Ciekawe czy ktoś z moich nielicznych czytelników bez pomocy wyszukiwarki, od kopa wie o kogo chodzi? Wierzę, że tak 😉 Przypomniałem sobie, że kilka lat temu uczestniczyłem w grupie dyskusyjnej poświęconej aktorce, która zagrała tytułową postać. Od zawsze fascynowało mnie stare kino, jeszcze za czasów programów prowadzonych co niedzielę przez Pana Stanisława Janickiego (kojarzonego często za image, czyli ciemne okulary) uwielbiałem zatapiać się w terkot starego projektora i migające po ekranie duszki. Zresztą do dziś uważam, ze tylko filmy 8 i 16 mm mają duszę. Dawno temu mój ojciec niczym Filip Mosz xD kręcił Krasnogorskiem co się dało. Niestety tamte taśmy przepadły w otchłani czasu niczym łzy, które wspominał w pożegnaniu Tomasz Beksiński. Ina Benita, bo taki pseudonim nosiła aktorka wcielająca się w postać Lili Madeckiej, córki zamożnego przemysłowca w ostatniej komedii przedwojennego, polskiego kina, czyli Sportowcu mimo woli zapadła mi w pamięci przed laty. Pewnie to niedosyt własnej urody sprawiał, że od czasu gdy zacząłem dostrzegać zniewalające piękno kobiecych twarzy zacząłem przyglądać się z podziwem wybitnym przedstawicielkom płci pięknej. Ina Benita była kontrowersyjna, ale na pewno wyjątkowa, jej życie jest potwierdzeniem owej wyjątkowości bazującej na genotypie. Przykro mi, że nigdy nie było mi dane poznać kobiety pięknej i dobrej, oraz dobrej i pięknej. Pewnie jest inaczej, ale dla mnie to oksymoron, jak mawiał Zdzisław Beksiński o jedzeniu, czyli że jest albo smaczne i niezdrowe albo zdrowe i niesmaczne a smaczne i zdrowe jednocześnie nie występuje w naturze.

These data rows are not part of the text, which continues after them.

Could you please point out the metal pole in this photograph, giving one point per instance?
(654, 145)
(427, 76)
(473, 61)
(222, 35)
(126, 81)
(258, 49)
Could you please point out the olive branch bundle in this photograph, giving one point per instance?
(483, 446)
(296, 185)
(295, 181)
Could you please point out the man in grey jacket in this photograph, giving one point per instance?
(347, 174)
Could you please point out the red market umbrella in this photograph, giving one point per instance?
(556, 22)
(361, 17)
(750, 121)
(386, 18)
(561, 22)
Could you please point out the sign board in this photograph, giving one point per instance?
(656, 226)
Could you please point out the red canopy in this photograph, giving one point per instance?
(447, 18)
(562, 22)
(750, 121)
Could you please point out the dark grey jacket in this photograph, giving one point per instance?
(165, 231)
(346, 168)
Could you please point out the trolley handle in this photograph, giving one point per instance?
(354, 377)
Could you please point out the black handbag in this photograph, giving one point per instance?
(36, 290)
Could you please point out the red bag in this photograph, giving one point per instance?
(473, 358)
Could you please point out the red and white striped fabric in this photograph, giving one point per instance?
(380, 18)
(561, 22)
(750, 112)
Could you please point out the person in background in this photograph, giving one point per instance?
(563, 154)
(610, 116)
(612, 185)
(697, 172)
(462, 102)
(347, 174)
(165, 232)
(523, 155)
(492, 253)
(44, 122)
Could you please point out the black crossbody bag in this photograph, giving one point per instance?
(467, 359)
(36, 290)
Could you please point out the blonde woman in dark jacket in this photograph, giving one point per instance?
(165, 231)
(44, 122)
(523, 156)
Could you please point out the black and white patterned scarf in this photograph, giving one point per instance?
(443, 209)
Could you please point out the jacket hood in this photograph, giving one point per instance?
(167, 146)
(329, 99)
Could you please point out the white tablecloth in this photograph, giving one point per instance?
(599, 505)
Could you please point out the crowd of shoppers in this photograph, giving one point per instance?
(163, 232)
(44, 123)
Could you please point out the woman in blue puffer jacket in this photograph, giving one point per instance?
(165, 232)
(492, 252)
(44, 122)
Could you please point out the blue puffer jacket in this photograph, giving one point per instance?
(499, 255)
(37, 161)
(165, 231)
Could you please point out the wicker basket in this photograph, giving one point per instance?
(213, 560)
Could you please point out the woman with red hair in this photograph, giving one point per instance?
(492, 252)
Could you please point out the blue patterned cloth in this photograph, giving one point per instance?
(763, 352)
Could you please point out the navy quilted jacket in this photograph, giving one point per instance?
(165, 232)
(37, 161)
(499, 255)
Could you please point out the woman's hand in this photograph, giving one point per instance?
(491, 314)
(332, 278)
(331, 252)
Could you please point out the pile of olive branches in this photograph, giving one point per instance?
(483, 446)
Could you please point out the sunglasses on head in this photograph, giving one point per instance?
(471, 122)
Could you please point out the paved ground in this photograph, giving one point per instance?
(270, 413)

Cóż? Takie kobiety można ścigać przez chwile, są to chwile niezapomniane, nie mniej jednak jak ktoś powiedział –  nie dawajcie nam na chwilę nieba, tylko po to, aby zepchnąć nas do piekła. Jest jeszcze inny układ, szczególnie w okolicach, albo po ścianie, czyli dawca i realizator potrzeb, najczęściej związanych z macierzyństwem i fotką pod palmą. Znałem kilka takich kobiet…

Mężatka cztery razy, kobieta która współpracowała z AK i nigdy nie była ogolona na łyso w okupowanej Warszawie zakochuje się w niemieckim oficerze pochodzenia austriackiego a kiedy ten ginie wiąże się z kolejnym Niemcem, któremu rodzi syna, później jeszcze trzykrotnie w życiu wychodzi za mąż. Do dziś nikt chyba nie ma pewności, czy swoje szczęście w życiu pozwalające przeżyć czas okupacji i Powstanie Warszawskie zawdzięczała losowi, własnej inteligencji, czy temu, że po prostu podobała się mężczyznom, bez względu na to jakie mieli obywatelstwo.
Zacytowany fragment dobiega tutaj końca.